Chief Rabbi warns that Labour has 'severe' problem with antisemitism

Chief Rabbi Ephraim Mirvis, left, with his predecessor Lord Sacks. Stefan Rousseau/Reuters

Britain's Chief Rabbi has condemned the "poisonous invective" of politicians such as Ken Livingstone and warned that Labour has a "severe" problem with antisemitism.

In an article for the Telegraph, Rabbi Ephraim Mirvis says the time has come to "give the lie" to a myth that has dominated recent headlines and poisoned public discourse on antisemitism and Israel for decades.

He says it is "astonishing" prominent politicians on the hard left of British politics presume to define the relationship between Judaism and Zionism, despite themselves being neither Jews nor Zionists.
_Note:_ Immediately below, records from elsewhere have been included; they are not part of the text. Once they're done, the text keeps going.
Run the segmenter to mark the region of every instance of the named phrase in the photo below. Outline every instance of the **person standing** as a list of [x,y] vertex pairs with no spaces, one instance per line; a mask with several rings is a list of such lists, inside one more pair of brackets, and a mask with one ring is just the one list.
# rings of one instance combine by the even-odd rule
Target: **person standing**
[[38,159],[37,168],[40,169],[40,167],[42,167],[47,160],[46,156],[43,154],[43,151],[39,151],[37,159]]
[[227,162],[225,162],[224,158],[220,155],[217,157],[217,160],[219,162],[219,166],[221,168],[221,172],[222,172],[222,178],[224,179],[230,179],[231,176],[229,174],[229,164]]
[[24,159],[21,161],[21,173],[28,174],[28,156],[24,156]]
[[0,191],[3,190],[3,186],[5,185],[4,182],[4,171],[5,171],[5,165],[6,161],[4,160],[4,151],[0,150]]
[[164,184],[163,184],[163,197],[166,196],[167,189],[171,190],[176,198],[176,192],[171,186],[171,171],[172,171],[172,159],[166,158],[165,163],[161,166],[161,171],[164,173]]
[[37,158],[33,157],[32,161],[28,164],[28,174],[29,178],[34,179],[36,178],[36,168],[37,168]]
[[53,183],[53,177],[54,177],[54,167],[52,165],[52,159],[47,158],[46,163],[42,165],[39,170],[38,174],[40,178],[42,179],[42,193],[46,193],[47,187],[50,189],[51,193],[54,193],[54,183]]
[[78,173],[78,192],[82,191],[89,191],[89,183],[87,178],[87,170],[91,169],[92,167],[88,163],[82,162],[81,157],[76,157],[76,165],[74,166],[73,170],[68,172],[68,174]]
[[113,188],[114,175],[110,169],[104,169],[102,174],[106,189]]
He accuses Livingstone and others of being "expansionist, colonialist and imperialist" when they argue that Zionism and Judaism are separate.

"Zionism is a belief in the right to Jewish self-determination in a land that has been at the centre of the Jewish world for more than 3,000 years. One can no more separate it from Judaism than separate the City of London from Great Britain," he says.

To those who seek to vilify and delegitimise Zionism, he says: "Be under no illusions – you are deeply insulting not only the Jewish community but countless others who instinctively reject the politics of distortion and demonisation."

Antisemitism is not just a problem for Jews, it is a problem for all society, he continues.

Comments from senior and long-standing members of the Labour Party, both Jewish and not, show just how severe the problem has now become.

Mirvis said he hoped the inquiry set up by Labour leader Jeremy Corbyn will deliver on his pledge not to tolerate antisemitism in any form.

"I draw a great deal of comfort from the very strong response that this sorry affair has elicited. There must be no corner of Britain today in which antisemitism can lurk."